日経平均株価の午前終値は、前週末比0円84銭高の1万7921円29銭。寄り付き後に110円高の1万8030円まで値上がりし、取引時間中としては2007年7月下旬以来、7年4カ月ぶりに1万8000円台を回復した。
しかし高値をつけてからは一転、急落に転じた。前週末終値を割り込み、10時15分すぎには50円安の1万7869円まで値を下げた。高値からの下げ幅は160円を超えた。その後は再び上昇に向かった。
円相場は前週末に引き続き、円安ドル高の流れとなっており、午前8時ごろには一時1ドル=121円80銭台まで下落。2007年7月下旬以来の円安ドル高水準を更新した。だがGDP下方修正の発表などがきっかけとなり上昇に転じた。10時すぎには1ドル=121円30銭台まで上げた。株式市場がこれに大きく反応、乱高下を招いた。

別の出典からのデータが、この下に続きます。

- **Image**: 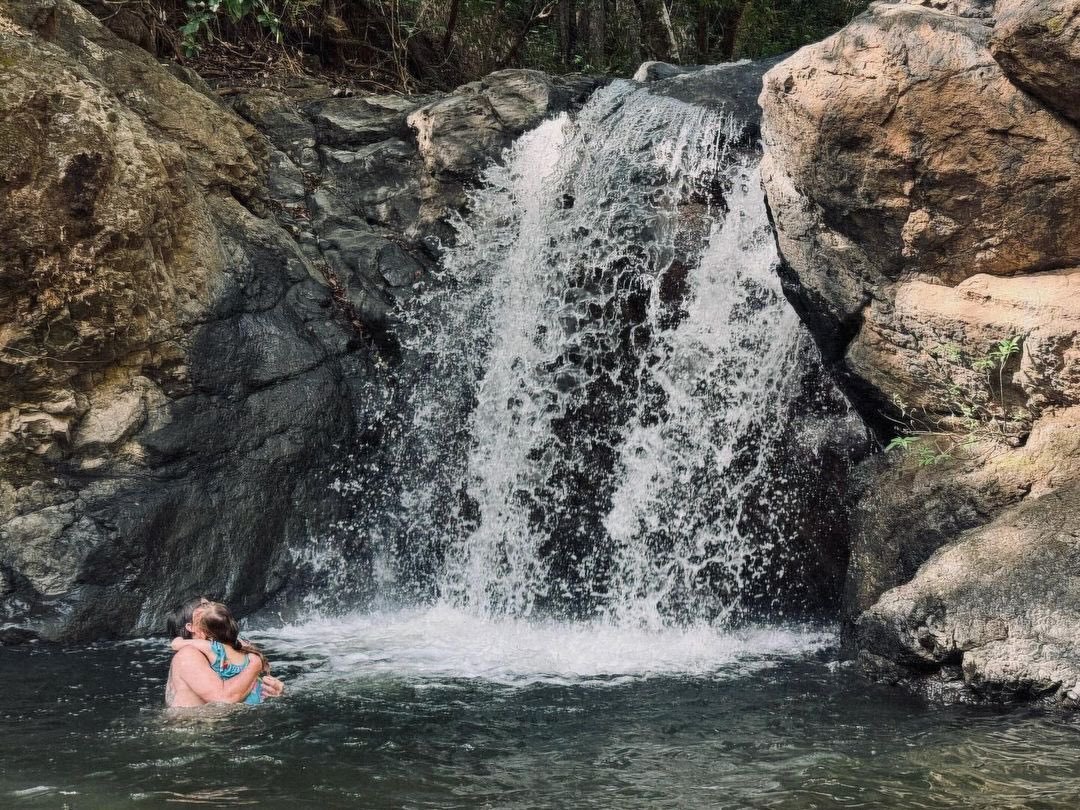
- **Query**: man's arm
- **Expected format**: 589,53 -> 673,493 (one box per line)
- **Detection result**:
262,675 -> 285,698
173,647 -> 259,703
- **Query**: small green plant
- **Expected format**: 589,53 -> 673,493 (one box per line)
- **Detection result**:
886,335 -> 1031,467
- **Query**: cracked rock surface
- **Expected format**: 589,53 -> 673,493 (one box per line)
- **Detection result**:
760,0 -> 1080,702
0,0 -> 595,644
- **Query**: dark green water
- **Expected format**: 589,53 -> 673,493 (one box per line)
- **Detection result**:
0,613 -> 1080,810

株式市場は前週末5日の時点で日経平均株価は終値ベースで6営業日続伸、5営業日続けて年初来高値を更新した。過熱相場に対する警戒感が出ていた。
東証株価指数(TOPIX)の午前終値は、前週末比0.53ポイント高の1446.20。東証1部銘柄の騰落は、値上がりが803、値下がりが855と拮抗している。